Avec "A l'ombre de moi-même",
l'égérie de Jacques Demy, François Truffaut, André
Téchiné signe son premier livre. Elle y réunit les
carnets qu'elle a tenus pendant les tournages à l'étranger
de quelques films marquants : "The April Fools", de Stuart Rosenberg,
en 1968 ; "Tristana", de Luis Buñuel, en 1970 ; "Indochine",
de Régis Wargnier, en 1992 ; "Est-Ouest", du même
Wargnier, en 1999 ; et "Dancer in the Dark", de Lars von Trier,
en 2000. A l'exception du "Vent de la nuit", de Philippe Garrel,
c'est en effet lors de ses séjours aux Etats-Unis, en Espagne,
au Vietnam, en Bulgarie et en Suède que Catherine Deneuve a éprouvé
le besoin de consigner ses impressions d'actrice mais aussi ses émotions
de voyageuse.
Les amateurs d'aveux intimes et de
cancans de coulisses en seront pour leurs frais: c'est le regard aigu,
souvent critique, que porte la comédienne sur elle-même ;
c'est la manière très précise dont elle observe le
travail collectif d'un plateau ; et c'est la passion avec laquelle la
plus française des Françaises explore les pays nouveaux
où elle débarque qui font le prix de ce livre singulier,
où l'émotion est entre les lignes, dans les silences. "Vous
préparer au moindre, prévient Catherine Deneuve.

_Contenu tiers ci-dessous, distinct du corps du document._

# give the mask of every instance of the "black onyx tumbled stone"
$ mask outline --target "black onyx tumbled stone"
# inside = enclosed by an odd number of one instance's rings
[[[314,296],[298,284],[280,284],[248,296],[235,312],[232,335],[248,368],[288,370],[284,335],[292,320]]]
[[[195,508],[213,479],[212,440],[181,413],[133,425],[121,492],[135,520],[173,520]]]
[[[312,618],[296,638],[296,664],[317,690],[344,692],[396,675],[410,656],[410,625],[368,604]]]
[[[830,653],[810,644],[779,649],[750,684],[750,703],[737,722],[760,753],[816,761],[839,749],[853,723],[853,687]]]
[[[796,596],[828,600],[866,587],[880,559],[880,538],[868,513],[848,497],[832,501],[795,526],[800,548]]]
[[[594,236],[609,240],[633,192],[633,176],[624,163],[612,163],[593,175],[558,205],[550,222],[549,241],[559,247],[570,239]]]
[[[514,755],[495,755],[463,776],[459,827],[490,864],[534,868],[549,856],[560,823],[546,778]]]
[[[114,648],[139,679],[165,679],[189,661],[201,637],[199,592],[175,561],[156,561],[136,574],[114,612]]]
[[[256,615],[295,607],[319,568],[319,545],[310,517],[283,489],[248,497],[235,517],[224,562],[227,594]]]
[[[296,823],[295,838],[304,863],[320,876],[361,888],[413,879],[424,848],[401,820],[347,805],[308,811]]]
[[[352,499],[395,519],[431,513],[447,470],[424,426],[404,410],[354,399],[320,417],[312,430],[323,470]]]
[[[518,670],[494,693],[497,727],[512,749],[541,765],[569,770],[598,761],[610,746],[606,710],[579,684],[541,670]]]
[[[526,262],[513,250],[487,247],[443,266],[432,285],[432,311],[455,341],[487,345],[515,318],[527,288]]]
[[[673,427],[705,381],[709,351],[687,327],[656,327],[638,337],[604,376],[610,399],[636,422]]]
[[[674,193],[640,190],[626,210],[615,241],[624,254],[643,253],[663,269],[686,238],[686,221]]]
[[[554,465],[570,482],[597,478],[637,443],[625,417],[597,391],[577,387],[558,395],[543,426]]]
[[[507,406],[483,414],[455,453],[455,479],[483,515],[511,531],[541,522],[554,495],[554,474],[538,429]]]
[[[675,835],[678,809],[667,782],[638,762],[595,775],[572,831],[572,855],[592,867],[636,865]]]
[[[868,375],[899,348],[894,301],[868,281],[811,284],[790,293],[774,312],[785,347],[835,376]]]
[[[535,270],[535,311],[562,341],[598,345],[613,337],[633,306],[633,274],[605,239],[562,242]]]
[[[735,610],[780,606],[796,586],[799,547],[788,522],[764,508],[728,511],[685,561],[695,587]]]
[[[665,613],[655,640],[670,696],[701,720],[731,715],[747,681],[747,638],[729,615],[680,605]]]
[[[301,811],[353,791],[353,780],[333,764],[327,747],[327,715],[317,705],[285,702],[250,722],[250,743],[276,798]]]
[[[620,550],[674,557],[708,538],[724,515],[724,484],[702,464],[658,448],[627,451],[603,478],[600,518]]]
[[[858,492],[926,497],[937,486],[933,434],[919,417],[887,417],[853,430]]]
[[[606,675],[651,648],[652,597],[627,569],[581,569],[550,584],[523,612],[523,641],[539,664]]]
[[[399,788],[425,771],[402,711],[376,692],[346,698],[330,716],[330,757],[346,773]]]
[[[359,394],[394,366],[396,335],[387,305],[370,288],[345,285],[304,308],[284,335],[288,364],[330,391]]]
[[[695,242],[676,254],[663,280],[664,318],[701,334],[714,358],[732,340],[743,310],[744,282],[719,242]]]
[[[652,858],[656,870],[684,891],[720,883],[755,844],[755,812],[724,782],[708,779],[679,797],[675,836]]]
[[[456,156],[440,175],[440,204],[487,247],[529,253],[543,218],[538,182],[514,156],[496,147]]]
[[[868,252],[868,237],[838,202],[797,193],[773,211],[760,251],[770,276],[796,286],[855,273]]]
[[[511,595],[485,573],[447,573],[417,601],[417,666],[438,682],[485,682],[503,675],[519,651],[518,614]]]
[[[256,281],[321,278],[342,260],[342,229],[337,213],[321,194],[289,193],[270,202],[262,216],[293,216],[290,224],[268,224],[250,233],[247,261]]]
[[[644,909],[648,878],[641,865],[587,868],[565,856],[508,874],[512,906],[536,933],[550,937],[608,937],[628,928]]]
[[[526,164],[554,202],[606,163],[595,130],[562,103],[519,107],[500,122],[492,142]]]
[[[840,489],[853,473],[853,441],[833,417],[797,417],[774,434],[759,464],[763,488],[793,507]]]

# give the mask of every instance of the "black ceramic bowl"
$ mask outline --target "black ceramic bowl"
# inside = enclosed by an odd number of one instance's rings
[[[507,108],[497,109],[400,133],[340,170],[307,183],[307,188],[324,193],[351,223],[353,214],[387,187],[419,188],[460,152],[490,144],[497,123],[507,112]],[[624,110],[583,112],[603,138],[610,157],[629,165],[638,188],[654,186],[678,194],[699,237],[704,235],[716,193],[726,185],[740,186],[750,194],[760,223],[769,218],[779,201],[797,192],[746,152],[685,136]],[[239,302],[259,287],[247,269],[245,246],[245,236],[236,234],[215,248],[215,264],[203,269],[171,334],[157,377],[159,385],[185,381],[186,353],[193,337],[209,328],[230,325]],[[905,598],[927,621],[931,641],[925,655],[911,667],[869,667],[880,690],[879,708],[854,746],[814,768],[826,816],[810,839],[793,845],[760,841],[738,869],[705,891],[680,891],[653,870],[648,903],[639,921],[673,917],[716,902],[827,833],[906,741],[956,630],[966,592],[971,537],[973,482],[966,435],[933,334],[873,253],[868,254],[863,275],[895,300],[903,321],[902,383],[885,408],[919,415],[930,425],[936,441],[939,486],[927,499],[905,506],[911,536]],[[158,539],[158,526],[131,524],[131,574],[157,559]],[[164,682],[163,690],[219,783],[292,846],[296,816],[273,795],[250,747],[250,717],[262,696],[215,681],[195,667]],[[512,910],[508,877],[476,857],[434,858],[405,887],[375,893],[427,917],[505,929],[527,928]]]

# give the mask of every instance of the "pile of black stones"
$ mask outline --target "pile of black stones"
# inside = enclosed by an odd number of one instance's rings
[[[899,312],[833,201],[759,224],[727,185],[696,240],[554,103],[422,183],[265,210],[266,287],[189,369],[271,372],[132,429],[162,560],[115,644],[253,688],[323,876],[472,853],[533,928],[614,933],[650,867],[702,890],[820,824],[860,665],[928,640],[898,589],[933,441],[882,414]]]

Des petits
cahiers, journaux de tournage intimes, compagnons de mes doutes. Solitaires,
exaltés, découragés, critiques. Bruts. Quelques remords
mais pas de regrets". Explications.
Il y a quelques semaines, vous incarniez Marie Bonaparte
sur le petit écran. Vous passez directement du divan au journal
intime...
Ce n'est pas, à proprement parler, un journal intime. Ce sont plutôt
des cahiers de notes prises sur le vif pour fixer des instants de tournage
comme, dans un album, on légende des photos.
C'est votre premier livre. Pourquoi
avoir tant tardé ?
J'ai une trop haute idée de l'écriture et trop le souci
du respect de la vie privée pour publier n'importe quoi. J'ai déjà
abandonné quatre projets éditoriaux, sous différentes
formes : livres d'entretiens, biographie, Mémoires. Et puis un
jour, Jean-Marc Roberts, le directeur de Stock, m'a proposé de
mettre bout à bout les interviews que j'avais accordées
au fil des années. Or, en relisant l'ensemble, je ne m'y suis pas
reconnue. Ce n'était pas ma voix, ce n'était plus mes mots.
C'est alors que je me suis souvenue que j'avais rédigé autrefois
des carnets lors de plusieurs tournages. Ils étaient rangés
dans un tiroir de ma chambre, où ils gisaient depuis toujours,
presque à mon insu. Je les ai fait taper. A mon grand étonnement,
ils constituaient un livre.
Avez-vous tout gardé
?
A l'exception d'un carnet tenu pendant un Festival de Cannes, et dont
l'intérêt est moindre, j'ai tout conservé. Je n'ai
fait que nettoyer le manuscrit et enlever quelques répétitions.
Le premier de ces carnets date
de 1968, lorsque vous tournez "The April Fools", de Stuart Rosenberg,
aux Etats-Unis. On vous sent douloureuse et très solitaire. N'avez-vous
pas commencé à écrire pour exorciser votre mal de
vivre et le deuil de votre "sur adorée", Françoise
Dorléac (décédée le 26 juin 1967), dont vous
dites qu'elle vous "hante la nuit, toujours" ?
C'est une période où je suis en effet désemparée.
J'ai 25 ans. Je viens de perdre ma sur. Je suis célibataire.
J'ai un enfant très jeune. Je quitte la France sens dessus dessous
de Mai-68 pour tourner trois mois aux Etats-Unis. J'ai un mal fou à
me concentrer sur ce que je fais. Ce joli petit carnet japonais qui se
déplie comme un paravent, je l'ai rempli de manière thérapeutique.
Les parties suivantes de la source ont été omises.